What sets me apart is that I’m self-taught, I’m picky in the best way, and I don’t do cookie-cutter. I’m obsessive about clean execution and the tiny details people don’t notice until they step closer. I’m not afraid of challenging concepts — honestly, that’s where I come alive. I’m resilient, a little weird, very driven, and I’m not afraid of reinvention, and that energy shows up in everything I touch.

What I’m most proud of is building a brand people recognize and trust — not just for the look, but for the standard behind it. Every cake is intentional, every detail has a reason, and I don’t put my name on anything I wouldn’t be proud to deliver. And if my work inspires another woman, another single mom, or anyone who feels stuck to bet on themselves too, that matters to me. I want people to see what’s possible when you decide you’re not staying small.

Do you have any advice for those just starting out?
Don’t wait until you feel ready. You’ll never feel ready. Start messy, start nervous, start with a crooked buttercream border and a dream.

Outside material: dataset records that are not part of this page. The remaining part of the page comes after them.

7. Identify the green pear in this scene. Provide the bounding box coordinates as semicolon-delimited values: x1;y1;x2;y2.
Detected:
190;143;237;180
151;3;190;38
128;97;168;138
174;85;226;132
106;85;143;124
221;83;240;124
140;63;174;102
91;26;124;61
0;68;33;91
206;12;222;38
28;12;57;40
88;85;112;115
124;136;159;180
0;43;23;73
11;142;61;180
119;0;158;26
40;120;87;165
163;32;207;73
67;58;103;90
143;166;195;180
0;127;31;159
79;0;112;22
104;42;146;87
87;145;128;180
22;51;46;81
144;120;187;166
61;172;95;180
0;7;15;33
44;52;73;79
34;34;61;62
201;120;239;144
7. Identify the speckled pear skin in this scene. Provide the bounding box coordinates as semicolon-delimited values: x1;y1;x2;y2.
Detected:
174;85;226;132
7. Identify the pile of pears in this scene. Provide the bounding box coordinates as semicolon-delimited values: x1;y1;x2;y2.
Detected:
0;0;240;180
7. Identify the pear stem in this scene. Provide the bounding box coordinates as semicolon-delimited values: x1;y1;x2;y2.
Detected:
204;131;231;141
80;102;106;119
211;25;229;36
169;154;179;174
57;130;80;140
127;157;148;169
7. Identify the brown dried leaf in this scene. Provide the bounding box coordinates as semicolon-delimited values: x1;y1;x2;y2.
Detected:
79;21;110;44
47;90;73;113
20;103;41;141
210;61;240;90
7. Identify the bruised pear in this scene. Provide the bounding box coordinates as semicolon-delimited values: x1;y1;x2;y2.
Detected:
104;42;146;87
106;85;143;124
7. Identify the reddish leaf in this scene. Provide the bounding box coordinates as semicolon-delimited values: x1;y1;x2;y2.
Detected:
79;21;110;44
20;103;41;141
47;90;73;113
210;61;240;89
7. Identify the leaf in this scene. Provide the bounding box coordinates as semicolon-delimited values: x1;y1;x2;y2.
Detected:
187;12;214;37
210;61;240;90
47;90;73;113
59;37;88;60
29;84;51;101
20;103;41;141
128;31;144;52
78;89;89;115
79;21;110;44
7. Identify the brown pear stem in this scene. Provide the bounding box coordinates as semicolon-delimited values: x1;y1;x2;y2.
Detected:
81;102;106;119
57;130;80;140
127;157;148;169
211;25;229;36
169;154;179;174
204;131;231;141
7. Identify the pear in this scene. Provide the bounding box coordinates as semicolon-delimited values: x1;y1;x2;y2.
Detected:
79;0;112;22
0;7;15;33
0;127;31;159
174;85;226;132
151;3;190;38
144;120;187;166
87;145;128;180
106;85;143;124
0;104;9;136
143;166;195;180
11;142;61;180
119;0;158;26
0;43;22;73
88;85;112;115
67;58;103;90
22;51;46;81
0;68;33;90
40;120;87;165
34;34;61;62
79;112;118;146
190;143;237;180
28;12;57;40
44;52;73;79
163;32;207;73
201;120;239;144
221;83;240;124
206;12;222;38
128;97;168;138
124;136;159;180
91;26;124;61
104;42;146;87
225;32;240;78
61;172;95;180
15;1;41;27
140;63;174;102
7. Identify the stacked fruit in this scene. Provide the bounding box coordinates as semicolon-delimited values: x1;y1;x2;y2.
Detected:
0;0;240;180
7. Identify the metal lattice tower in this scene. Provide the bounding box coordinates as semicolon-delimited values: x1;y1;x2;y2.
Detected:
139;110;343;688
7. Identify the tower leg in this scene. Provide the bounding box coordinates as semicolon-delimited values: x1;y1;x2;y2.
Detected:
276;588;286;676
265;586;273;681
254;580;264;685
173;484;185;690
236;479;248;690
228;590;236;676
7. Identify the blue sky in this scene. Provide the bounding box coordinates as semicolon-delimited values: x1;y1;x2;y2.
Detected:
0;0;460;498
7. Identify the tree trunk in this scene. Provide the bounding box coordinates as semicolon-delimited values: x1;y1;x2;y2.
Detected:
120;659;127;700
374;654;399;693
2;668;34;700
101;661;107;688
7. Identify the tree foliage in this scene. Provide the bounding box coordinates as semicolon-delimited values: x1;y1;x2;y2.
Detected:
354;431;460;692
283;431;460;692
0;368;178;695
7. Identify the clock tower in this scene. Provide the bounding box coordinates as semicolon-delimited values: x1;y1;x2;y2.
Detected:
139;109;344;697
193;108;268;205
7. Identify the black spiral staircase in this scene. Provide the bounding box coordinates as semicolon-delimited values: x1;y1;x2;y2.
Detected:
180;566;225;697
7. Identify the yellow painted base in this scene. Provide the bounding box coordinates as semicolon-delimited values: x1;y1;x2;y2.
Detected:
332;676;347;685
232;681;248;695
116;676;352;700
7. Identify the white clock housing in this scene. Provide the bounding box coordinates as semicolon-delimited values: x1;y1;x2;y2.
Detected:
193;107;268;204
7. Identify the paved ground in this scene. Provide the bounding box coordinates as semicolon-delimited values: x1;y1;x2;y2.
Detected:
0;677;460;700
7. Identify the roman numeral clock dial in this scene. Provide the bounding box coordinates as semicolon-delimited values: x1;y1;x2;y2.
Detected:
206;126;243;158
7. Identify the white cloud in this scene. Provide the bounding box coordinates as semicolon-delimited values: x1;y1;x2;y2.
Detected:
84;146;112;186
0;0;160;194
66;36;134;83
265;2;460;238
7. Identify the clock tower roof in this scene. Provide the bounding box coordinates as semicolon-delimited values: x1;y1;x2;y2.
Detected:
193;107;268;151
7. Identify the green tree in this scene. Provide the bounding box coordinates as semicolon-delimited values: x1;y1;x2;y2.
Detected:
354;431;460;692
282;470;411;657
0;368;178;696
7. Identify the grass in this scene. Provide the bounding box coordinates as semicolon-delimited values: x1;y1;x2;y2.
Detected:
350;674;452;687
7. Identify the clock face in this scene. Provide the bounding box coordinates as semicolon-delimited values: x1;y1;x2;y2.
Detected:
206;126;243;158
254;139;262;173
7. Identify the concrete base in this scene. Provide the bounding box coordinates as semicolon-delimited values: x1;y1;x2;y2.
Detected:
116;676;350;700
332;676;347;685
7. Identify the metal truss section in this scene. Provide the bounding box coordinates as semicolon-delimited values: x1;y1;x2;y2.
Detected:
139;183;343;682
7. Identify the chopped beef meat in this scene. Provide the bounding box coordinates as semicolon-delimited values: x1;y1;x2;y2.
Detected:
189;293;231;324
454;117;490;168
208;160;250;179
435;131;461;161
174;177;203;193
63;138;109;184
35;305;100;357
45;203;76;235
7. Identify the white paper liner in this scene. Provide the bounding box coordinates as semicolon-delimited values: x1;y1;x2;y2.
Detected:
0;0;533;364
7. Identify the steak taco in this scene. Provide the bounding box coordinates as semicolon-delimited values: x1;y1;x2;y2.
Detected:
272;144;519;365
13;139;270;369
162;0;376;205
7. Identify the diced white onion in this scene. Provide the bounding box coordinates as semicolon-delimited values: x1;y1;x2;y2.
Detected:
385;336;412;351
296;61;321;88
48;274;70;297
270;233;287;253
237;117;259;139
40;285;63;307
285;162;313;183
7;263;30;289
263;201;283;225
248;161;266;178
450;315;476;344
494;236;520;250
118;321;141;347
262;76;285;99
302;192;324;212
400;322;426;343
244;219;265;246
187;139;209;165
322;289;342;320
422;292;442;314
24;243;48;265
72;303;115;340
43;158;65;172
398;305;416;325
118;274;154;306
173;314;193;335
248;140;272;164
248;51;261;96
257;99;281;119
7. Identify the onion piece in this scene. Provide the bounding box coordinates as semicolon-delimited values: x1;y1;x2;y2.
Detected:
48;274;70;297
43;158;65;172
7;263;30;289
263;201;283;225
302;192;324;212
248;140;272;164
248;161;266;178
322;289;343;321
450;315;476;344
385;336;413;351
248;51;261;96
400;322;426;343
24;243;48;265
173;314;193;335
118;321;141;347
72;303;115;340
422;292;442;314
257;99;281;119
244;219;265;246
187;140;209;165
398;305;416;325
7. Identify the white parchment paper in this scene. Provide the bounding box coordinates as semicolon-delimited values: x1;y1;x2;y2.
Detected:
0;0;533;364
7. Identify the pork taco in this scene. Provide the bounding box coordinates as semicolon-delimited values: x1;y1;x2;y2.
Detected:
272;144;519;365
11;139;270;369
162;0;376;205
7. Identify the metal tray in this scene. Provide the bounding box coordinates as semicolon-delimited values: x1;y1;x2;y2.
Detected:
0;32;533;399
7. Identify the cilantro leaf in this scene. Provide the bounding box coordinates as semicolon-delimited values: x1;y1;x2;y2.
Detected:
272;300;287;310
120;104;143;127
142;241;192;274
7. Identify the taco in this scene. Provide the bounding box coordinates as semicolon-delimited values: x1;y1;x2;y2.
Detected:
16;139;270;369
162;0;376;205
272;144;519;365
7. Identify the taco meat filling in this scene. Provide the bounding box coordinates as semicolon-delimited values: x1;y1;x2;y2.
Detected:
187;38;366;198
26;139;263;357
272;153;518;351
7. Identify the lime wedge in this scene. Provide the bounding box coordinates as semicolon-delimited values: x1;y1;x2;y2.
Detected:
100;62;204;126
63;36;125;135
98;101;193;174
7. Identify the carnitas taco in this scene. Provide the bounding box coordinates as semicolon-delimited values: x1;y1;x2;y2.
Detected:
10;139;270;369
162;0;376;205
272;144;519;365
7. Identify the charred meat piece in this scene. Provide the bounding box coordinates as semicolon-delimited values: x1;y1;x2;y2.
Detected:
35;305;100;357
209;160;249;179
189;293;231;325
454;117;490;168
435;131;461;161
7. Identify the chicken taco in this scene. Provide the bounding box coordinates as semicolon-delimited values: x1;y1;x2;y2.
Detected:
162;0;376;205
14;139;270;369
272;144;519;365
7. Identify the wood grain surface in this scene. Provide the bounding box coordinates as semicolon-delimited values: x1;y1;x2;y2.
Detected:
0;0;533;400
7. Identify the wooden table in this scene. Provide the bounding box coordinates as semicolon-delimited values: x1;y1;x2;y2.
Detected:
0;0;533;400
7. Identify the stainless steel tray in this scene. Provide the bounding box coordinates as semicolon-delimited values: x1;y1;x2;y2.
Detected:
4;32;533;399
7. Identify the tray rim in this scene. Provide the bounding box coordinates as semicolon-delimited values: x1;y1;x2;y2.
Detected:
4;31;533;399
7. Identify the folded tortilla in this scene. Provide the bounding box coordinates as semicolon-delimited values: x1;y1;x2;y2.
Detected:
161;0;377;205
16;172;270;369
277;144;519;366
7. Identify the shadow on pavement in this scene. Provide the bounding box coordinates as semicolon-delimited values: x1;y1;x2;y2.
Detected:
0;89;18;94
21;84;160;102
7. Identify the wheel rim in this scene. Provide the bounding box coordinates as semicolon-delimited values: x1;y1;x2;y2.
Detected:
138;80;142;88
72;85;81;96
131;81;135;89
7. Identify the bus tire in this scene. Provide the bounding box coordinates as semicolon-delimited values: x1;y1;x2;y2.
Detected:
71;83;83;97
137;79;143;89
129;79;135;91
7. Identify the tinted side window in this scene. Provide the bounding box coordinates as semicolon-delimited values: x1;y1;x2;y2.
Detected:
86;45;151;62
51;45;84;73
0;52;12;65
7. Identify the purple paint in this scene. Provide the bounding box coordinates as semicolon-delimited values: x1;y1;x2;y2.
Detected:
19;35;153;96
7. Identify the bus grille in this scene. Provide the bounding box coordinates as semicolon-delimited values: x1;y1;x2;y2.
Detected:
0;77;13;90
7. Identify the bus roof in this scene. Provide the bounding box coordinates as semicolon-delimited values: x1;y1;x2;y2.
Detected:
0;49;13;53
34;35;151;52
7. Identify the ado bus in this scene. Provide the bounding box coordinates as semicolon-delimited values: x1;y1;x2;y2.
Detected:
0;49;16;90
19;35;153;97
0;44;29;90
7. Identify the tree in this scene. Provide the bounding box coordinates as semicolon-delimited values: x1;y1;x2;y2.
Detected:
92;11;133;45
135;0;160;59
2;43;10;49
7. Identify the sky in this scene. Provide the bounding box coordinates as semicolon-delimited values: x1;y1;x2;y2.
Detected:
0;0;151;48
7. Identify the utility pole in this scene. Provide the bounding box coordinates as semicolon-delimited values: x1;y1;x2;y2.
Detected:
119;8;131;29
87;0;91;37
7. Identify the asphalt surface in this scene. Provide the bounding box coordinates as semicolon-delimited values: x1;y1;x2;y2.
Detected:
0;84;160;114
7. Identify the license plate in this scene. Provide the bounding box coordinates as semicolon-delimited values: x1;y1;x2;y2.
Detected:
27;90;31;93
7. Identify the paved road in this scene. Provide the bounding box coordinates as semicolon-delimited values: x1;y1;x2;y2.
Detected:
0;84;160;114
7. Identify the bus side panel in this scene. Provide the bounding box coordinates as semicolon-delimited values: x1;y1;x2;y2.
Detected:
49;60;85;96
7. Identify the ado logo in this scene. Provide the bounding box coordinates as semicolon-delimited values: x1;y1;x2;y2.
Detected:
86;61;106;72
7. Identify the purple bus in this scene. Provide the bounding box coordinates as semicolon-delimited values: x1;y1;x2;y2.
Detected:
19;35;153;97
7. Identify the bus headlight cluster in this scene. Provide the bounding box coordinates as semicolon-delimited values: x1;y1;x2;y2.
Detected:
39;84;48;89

Ready is mostly a myth people tell themselves to avoid being seen trying.

A few things I wish I knew earlier (in business and in life):
– Stop comparing your Chapter 1 to someone else’s Season 12. That’s not motivation, it’s self-sabotage.
– Charge what it costs to be good. Your pricing is not a charity. If you’re stressed every time someone places an order, you’re probably undercharging.
– A deposit is a boundary with receipts. Get one. Always.
– Protect your energy. Boundaries aren’t mean, they’re how you stay in business and still like yourself.
– Talent helps, but consistency changes your life. Showing up turns potential into results.
– Document everything. Post the progress, not just the highlight reel. People connect to the journey, not just a product.
– Stay you. Trends come and go, Be the brand.
– Don’t take everyone’s opinion as prophecy. Not everyone will be your customer, and that’s okay. Find your people.

And one more thing: if someone says “it’s just something simple,” it won’t be. They’re about to describe a project that requires time travel, mind-reading, and a small miracle. Proceed with caution lol

Pricing:

  • Custom pricing based on time and materials to create your edible masterpiece.